Il tribunale di sorveglianza respinge l’istanza di semilibertà, perché i reati commessi un quarto di secolo di prima sono gravi, viene revocato l’art. 21 a causa di un’indagine su larga scala nell’ambiente catanese, che coinvolge anche Salvatore.

Poi un’altra istanza di concessione del lavoro all’esterno, rigettata perché il direttore aveva dato la semilibertà a uno, che appena uscito ha violentato una

ragazza, e bisognava placare l’attenzione mediatica.

È tutto un susseguirsi di provvedimenti di massa, Salvatore che si trova coinvolto ma che non ha fatto nulla, la partecipazione al teatro, a spiagge pulite, ma tutto questo non è mai sufficiente: padroneggia la sensazione che “per conseguire qualche cosa occorre ottenere sempre prima qualche altra cosa, un gioco dell’oca dove non basta osservare le regole, perché un getto di dado ti può sempre rimandare alla casella di partenza315.”

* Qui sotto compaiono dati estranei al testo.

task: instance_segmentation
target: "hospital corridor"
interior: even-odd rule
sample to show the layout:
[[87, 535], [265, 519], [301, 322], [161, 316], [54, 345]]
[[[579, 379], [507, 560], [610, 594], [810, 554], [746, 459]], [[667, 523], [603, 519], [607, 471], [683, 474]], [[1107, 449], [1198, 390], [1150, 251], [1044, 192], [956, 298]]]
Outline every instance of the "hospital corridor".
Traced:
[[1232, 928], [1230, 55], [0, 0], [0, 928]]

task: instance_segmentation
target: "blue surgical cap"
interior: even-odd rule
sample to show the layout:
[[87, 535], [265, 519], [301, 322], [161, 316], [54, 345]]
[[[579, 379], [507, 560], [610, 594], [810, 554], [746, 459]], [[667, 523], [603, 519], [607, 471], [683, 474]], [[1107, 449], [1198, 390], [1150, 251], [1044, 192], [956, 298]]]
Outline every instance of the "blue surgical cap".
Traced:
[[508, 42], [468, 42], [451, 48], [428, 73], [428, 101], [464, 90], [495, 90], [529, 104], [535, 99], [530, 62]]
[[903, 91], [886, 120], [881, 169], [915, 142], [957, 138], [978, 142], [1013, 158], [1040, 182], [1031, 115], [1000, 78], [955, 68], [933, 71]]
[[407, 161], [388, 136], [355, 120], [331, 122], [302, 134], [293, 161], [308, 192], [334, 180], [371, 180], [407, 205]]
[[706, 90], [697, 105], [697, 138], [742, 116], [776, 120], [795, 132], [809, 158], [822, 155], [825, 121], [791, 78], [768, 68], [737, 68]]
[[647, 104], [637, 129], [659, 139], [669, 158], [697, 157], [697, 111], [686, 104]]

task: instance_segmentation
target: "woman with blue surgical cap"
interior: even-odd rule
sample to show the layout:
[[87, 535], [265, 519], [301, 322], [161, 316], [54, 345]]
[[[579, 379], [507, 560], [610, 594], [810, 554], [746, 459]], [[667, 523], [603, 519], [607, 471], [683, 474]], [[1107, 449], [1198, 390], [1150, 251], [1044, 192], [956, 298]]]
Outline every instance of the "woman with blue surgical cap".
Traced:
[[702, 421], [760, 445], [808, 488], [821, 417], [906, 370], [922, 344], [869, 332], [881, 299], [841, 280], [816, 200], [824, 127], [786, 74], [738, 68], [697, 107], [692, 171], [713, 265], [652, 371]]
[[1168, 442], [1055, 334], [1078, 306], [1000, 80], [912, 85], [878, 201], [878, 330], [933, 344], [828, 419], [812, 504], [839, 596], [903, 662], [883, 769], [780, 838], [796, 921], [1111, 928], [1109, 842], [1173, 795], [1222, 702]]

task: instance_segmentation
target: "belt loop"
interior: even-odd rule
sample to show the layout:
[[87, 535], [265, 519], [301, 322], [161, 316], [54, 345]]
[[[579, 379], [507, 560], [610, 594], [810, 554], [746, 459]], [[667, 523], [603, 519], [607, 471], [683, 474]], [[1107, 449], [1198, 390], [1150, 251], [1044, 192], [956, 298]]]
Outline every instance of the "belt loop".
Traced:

Ma una goccia fa traboccare il vaso, rompe l’equilibrio precario: una perquisizione improvvisa consente di far rinvenire un telefono cellulare nella cella in cui è detenuto Salvatore, per cui viene trasferito al 14 bis in blocco con gli altri detenuti: gli viene preclusa ogni cosa. Sarebbe facile analizzare la scheda e vedere se le chiamate ricevute o inoltrate rientrano tra i contatti del protagonista, ma nulla di tutto questo venne fatto.

La burocrazia si mette nuovamente in mezzo: il provvedimento ha durata, rinnovabile, di sei mesi, il difensore propone reclamo, ma l’udienza viene fissata quasi allo scadere dei sei mesi: Salvatore dà in escandescenze, viene trasferito al reparto psichiatrico, dove non si può dormire né di notte né di giorno perché

urlano.

Un tentativo di impiccagione, il salvataggio: Salvatore decide di evadere, con la morte, perché solo da morto sarebbe uscito da quella cella. Ha deciso di comprarsi la libertà a modo suo.

Libertà và cercando, sì cara come sa chi per lei vita rifiuta.